Publicado 04 de Agosto de 2015 - 5h30

Com apenas uma vitória nas últimas 11 rodadas, a Ponte Preta vive um momento difícil no Brasileirão. Muitos atribuem a queda de produção à saída de Renato Cajá, artilheiro do time com cinco gols.

É evidente que um meia capaz de fazer tudo o que ele fez no início da competição faz falta a qualquer time do Brasil. Mas é preciso destacar que a Ponte não parou de render bem após a despedida de Cajá, na 13 rodada. O time caiu de produção bem antes.

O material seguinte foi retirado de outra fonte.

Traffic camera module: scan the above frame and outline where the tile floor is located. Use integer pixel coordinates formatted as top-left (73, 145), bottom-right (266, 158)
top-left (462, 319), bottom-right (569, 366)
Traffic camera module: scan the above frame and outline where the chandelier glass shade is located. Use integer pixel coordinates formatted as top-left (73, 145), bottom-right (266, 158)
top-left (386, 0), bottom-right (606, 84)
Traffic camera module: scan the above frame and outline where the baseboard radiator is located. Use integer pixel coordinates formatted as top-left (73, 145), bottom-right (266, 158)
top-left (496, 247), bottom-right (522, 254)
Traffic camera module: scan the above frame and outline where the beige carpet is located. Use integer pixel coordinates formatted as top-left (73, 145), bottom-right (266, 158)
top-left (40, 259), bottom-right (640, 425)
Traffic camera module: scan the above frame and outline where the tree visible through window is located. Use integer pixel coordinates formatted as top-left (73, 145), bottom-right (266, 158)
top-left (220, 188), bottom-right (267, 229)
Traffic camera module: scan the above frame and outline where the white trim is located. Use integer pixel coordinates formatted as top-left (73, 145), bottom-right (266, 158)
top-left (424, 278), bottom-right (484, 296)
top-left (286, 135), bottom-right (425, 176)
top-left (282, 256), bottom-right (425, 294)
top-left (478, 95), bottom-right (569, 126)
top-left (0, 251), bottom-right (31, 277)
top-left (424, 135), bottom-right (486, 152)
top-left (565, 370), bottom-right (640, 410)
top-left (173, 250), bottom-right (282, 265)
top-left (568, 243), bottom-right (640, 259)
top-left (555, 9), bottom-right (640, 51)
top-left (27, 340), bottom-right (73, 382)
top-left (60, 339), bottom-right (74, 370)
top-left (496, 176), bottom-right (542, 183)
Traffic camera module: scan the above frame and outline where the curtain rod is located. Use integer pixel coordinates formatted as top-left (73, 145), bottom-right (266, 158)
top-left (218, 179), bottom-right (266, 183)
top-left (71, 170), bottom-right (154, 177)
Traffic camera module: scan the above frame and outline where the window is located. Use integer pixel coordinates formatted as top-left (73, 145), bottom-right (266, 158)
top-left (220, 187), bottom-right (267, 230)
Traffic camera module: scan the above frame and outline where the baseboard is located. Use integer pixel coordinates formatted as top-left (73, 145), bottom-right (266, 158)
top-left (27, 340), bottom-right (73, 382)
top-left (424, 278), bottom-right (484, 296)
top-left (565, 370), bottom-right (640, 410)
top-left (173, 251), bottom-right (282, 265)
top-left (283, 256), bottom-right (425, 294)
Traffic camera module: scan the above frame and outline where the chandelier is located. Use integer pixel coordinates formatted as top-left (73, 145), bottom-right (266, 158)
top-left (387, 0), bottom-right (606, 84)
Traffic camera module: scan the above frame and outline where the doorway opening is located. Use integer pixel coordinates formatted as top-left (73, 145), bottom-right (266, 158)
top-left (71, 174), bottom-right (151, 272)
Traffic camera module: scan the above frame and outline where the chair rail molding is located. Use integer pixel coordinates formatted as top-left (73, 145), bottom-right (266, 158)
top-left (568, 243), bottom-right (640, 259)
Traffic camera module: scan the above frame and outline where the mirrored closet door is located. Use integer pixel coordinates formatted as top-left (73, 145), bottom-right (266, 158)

Nas últimas quatro rodadas com Cajá (ele esteve em campo em três delas), a equipe somou apenas um ponto e não marcou nenhum gol. O problema, portanto, não foi só a transferência do camisa 10. O problema é a vertiginosa queda de rendimento depois da 7 rodada.

Nos sete primeiros jogos, o aproveitamento da Ponte foi de 61,9%. É número suficiente para frequentar o G4, já que o Sport, por exemplo, está em quarto lugar, com aproveitamento de 60,4%.

Nos nove jogos seguintes, a Ponte conquistou apenas 22,2% dos pontos disputados e é aqui que mora o problema. É um número inferior ao aproveitamento do lanterna Coritiba (25%). Não fosse a largada excepcional e hoje o clube estaria dentro ou muito próximo da zona de rebaixamento.

A diretoria do clube se reuniu ontem, ainda digerindo a derrota por 3 a 1 para o Figueirense, adversário que já frequentou o Z4 e agora aparece à frente da Macaca na classificação. O temor de que isso possa acontecer com outros clubes deve ter sido decisivo para a demissão de Guto Ferreira.

Reconheço que para um time que não vence há sete rodadas a solução quase que óbvia é trocar o treinador. É o que todo mundo faz, embora nem sempre isso traga resultados.

É evidente que Guto Ferreira tem sua parcela de responsabilidade pelo momento do time, mas, ainda assim, acho que a Ponte Preta deveria ter levado outros fatores em consideração. Qualquer time está sujeito a momentos ruins em um campeonato tão equilibrado como o Brasileiro. Dentro do orçamento da Ponte, qual outro técnico — igual ou melhor do que Guto — pode ser contratado? Gilson Kleina é uma boa opção, mas o time dele está em 16 lugar e ganhou uma vez nas últimas cinco rodadas. Guto está em 13.

Doriva, demitido pelo Vasco, tem capacidade de devolver a competitividade perdida pela Macaca? Pode ser que sim, pode ser que não.

Guto Ferreira já fez ótimos trabalhos no Majestoso e a diretoria sabe do que ele é capaz. Muitas vezes, a “solução óbvia” não resolve coisa alguma.